A recent USA Today op/ed piece (“What’s the godly way to treat animals?”) by Rev. Oliver Thomas poses an interesting question in its title.
He answers that question by essentially positing a response to the age-old “What Would Jesus Do?” query. Rev. Thomas says, “Here’s what I think Jesus would have to say on the subject: If you’re going to eat animals, raise and slaughter them as humanely as possible. That’s what God had in mind when he made you caretakers of his planet. Consider the fact that these animals are giving up their lives for you, and respect that.”
Well said. The vast majority of those involved with livestock production would agree with Rev. Thomas’s premise, whether or not they subscribe to the religious nature of it.
However, Rev. Thomas makes some apparently uninformed generalizations about the care and handling of livestock in reaching his conclusion.
What he says: “As for the animals we raise for food consumption, my guess is that few Americans have any inkling of the horror these poor creatures endure.”
What we say: This statement is the kind of sweeping generalization that, when it appears in print from an “authoritative” source, registers in a reader’s mind as fact. Rev. Thomas writes that his assumptions are based on the reading of one book— Jonathan Safron Foer’s Eating Animals, itself a biased work from an activist perspective. Rev. Thomas never indicates that he actually spent time on a livestock farm to see animal care for himself.
Vegan blogger Ryan Andrews had some preconceived notions about what goes on at a modern livestock production facility—until he actually visited one.
What he says: “Would you call packing animals shoulder to shoulder in their own excrement . . . humane or responsible stewardship?”
What our experts say: Rev. Thomas uses a broad brush to imply that every food animal that you rely on is treated in this manner. We would agree the conditions he describes aren’t humane or responsible. Trouble is, it’s not an accurate picture of what goes on on livestock farms. If animals were packed together in their own excrement, they wouldn’t be healthy, and therefore, wouldn’t be productive. Again, we challenge Rev. Thomas to document where he saw such conditions.
In fact, if you visit the “We Care” section of the National Pork Producers Council website, you can find that group’s ethical principles when it comes to animal care.
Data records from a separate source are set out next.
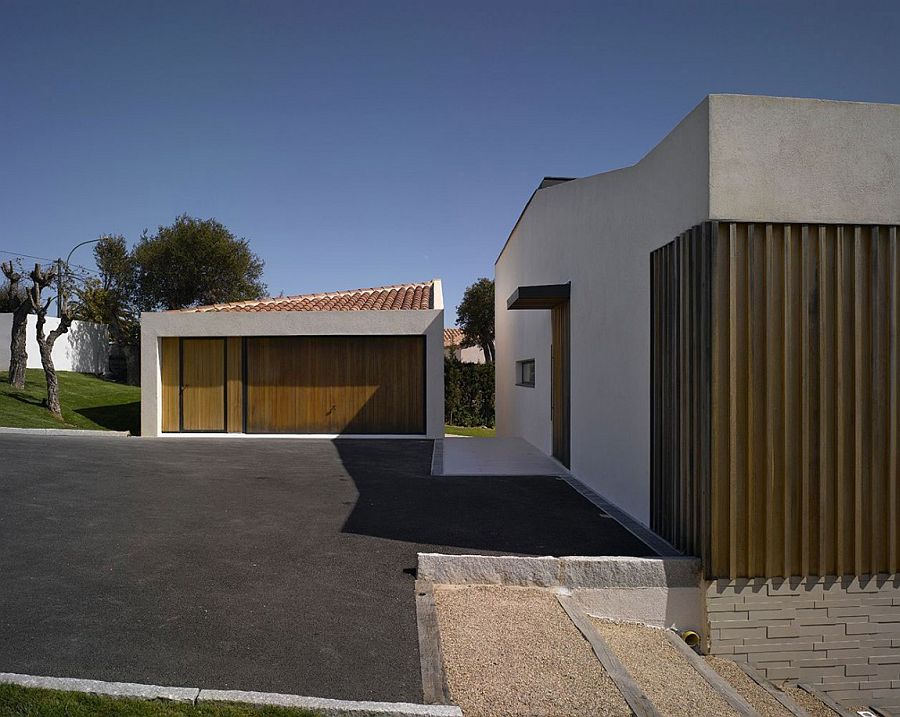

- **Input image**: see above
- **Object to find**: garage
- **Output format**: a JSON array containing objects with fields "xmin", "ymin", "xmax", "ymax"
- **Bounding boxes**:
[{"xmin": 142, "ymin": 280, "xmax": 443, "ymax": 437}]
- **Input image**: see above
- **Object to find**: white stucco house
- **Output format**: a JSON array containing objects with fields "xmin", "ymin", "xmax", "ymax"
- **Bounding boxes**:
[
  {"xmin": 495, "ymin": 95, "xmax": 900, "ymax": 523},
  {"xmin": 0, "ymin": 313, "xmax": 109, "ymax": 374},
  {"xmin": 141, "ymin": 279, "xmax": 444, "ymax": 438},
  {"xmin": 444, "ymin": 326, "xmax": 484, "ymax": 363}
]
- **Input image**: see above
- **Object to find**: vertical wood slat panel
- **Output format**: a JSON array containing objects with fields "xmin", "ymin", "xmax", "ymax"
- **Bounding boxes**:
[
  {"xmin": 813, "ymin": 226, "xmax": 837, "ymax": 575},
  {"xmin": 651, "ymin": 223, "xmax": 900, "ymax": 577},
  {"xmin": 704, "ymin": 223, "xmax": 733, "ymax": 576},
  {"xmin": 887, "ymin": 227, "xmax": 900, "ymax": 573}
]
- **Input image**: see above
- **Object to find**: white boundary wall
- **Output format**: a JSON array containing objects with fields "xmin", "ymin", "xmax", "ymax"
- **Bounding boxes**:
[
  {"xmin": 141, "ymin": 280, "xmax": 444, "ymax": 438},
  {"xmin": 0, "ymin": 314, "xmax": 109, "ymax": 374},
  {"xmin": 495, "ymin": 95, "xmax": 900, "ymax": 523}
]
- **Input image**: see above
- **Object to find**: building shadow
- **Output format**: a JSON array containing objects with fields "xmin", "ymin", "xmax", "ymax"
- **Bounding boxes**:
[
  {"xmin": 334, "ymin": 439, "xmax": 656, "ymax": 556},
  {"xmin": 75, "ymin": 401, "xmax": 141, "ymax": 436}
]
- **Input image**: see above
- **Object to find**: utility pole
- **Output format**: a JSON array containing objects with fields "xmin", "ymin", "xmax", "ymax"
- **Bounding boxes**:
[{"xmin": 56, "ymin": 239, "xmax": 100, "ymax": 318}]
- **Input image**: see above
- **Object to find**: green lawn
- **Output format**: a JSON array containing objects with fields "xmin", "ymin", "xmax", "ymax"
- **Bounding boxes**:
[
  {"xmin": 0, "ymin": 685, "xmax": 316, "ymax": 717},
  {"xmin": 0, "ymin": 369, "xmax": 141, "ymax": 435},
  {"xmin": 444, "ymin": 426, "xmax": 497, "ymax": 438}
]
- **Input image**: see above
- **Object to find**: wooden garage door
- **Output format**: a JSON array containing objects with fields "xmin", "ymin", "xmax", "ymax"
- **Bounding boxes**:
[
  {"xmin": 181, "ymin": 339, "xmax": 225, "ymax": 431},
  {"xmin": 246, "ymin": 336, "xmax": 425, "ymax": 433}
]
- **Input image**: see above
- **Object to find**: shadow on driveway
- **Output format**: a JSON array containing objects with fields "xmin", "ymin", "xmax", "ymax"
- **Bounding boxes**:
[{"xmin": 0, "ymin": 435, "xmax": 648, "ymax": 702}]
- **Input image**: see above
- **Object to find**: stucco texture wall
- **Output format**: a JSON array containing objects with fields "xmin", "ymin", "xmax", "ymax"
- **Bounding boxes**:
[
  {"xmin": 0, "ymin": 314, "xmax": 109, "ymax": 374},
  {"xmin": 496, "ymin": 95, "xmax": 900, "ymax": 522},
  {"xmin": 496, "ymin": 102, "xmax": 709, "ymax": 522},
  {"xmin": 712, "ymin": 95, "xmax": 900, "ymax": 224}
]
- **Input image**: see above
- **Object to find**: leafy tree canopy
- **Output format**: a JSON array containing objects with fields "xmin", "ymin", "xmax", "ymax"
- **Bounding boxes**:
[
  {"xmin": 456, "ymin": 278, "xmax": 494, "ymax": 363},
  {"xmin": 132, "ymin": 214, "xmax": 266, "ymax": 311}
]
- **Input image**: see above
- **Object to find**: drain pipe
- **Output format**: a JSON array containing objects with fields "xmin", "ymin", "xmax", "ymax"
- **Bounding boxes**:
[{"xmin": 678, "ymin": 630, "xmax": 700, "ymax": 650}]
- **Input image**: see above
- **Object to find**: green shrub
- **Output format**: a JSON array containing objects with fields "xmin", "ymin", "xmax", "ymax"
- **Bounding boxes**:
[{"xmin": 444, "ymin": 357, "xmax": 494, "ymax": 427}]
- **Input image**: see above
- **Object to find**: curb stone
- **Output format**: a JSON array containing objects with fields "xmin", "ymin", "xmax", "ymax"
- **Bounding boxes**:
[{"xmin": 0, "ymin": 427, "xmax": 131, "ymax": 438}]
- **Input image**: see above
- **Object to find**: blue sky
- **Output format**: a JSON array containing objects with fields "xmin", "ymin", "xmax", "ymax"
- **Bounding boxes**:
[{"xmin": 0, "ymin": 0, "xmax": 900, "ymax": 324}]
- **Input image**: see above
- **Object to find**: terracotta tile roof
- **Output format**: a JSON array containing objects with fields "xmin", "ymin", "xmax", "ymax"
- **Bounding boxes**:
[
  {"xmin": 182, "ymin": 281, "xmax": 434, "ymax": 313},
  {"xmin": 444, "ymin": 326, "xmax": 463, "ymax": 349}
]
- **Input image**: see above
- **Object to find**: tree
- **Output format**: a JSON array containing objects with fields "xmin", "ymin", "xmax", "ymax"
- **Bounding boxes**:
[
  {"xmin": 77, "ymin": 235, "xmax": 140, "ymax": 385},
  {"xmin": 133, "ymin": 214, "xmax": 266, "ymax": 311},
  {"xmin": 28, "ymin": 264, "xmax": 72, "ymax": 420},
  {"xmin": 0, "ymin": 261, "xmax": 31, "ymax": 389},
  {"xmin": 456, "ymin": 278, "xmax": 494, "ymax": 363}
]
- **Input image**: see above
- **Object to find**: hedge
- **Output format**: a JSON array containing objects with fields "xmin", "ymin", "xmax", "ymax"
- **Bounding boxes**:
[{"xmin": 444, "ymin": 357, "xmax": 494, "ymax": 428}]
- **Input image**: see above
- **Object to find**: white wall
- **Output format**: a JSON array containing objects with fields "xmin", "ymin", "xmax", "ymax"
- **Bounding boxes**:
[
  {"xmin": 495, "ymin": 95, "xmax": 900, "ymax": 522},
  {"xmin": 0, "ymin": 314, "xmax": 109, "ymax": 374},
  {"xmin": 709, "ymin": 95, "xmax": 900, "ymax": 224},
  {"xmin": 141, "ymin": 302, "xmax": 444, "ymax": 438}
]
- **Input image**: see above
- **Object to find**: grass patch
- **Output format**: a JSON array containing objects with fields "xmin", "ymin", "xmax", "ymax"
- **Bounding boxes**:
[
  {"xmin": 444, "ymin": 426, "xmax": 497, "ymax": 438},
  {"xmin": 0, "ymin": 685, "xmax": 317, "ymax": 717},
  {"xmin": 0, "ymin": 369, "xmax": 141, "ymax": 435}
]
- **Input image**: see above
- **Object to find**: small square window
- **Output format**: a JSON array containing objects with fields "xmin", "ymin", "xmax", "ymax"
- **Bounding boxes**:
[{"xmin": 516, "ymin": 359, "xmax": 534, "ymax": 388}]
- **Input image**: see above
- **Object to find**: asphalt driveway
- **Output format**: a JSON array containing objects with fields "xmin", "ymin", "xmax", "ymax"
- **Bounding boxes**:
[{"xmin": 0, "ymin": 434, "xmax": 652, "ymax": 701}]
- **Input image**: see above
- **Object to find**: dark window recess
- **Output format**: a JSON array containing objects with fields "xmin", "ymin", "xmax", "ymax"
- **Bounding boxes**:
[{"xmin": 516, "ymin": 359, "xmax": 534, "ymax": 387}]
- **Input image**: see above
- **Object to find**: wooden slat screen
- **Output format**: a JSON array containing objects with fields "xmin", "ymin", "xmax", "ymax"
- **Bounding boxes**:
[{"xmin": 651, "ymin": 222, "xmax": 900, "ymax": 578}]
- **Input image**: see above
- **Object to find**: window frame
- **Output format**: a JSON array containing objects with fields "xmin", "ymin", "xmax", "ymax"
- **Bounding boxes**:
[{"xmin": 516, "ymin": 359, "xmax": 537, "ymax": 388}]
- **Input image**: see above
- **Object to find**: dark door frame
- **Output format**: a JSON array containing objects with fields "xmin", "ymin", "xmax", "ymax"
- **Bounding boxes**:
[{"xmin": 506, "ymin": 281, "xmax": 572, "ymax": 468}]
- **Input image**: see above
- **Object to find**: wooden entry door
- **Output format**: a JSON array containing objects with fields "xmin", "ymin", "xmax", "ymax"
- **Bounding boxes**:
[
  {"xmin": 550, "ymin": 301, "xmax": 571, "ymax": 468},
  {"xmin": 181, "ymin": 338, "xmax": 225, "ymax": 431}
]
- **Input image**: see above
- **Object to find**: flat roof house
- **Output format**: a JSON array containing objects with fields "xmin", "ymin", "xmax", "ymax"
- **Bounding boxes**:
[
  {"xmin": 496, "ymin": 95, "xmax": 900, "ymax": 704},
  {"xmin": 141, "ymin": 279, "xmax": 444, "ymax": 438}
]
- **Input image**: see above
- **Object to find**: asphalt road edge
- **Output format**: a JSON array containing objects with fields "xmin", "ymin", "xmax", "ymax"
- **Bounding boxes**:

You can also visit the Beef Quality Assurance website to learn about the national standards for cattle production, as well as their Code of Cattle Care. And the Master’s of Beef Advocacy (MBA) program has had more than 2,800 participants to date.
What he says: “…wiring them into cages…” and “Find out what’s really free-range…”
What our experts say: Rev. Thomas is likely referring to the practice of raising poultry in a battery-cage environment, as opposed to in an open barnyard. However, it’s been shown time and again that chickens are safer and healthier when cage-raised as opposed to so-called “free range.”
What he says: Twice, Rev. Thomas refers to “factory farms.”
What we say: The term “factory farm” is disparaging, prejudicial, and inaccurate. The way he inserts the phrase subtly brings the reader to his side by making them assume facts not proven.
The bottom line: Ultimately, we agree with what Rev. Thomas says about how food animals should be treated. However, we question how much he actually researched the subject of livestock production. Based on his column, we can only assume his research did not go beyond reading a single book. We would hope that someone writing such a piece—particularly in such a prominent forum—would have done what Ryan Andrews did: actually visit a farm and learn the subject matter for himself firsthand.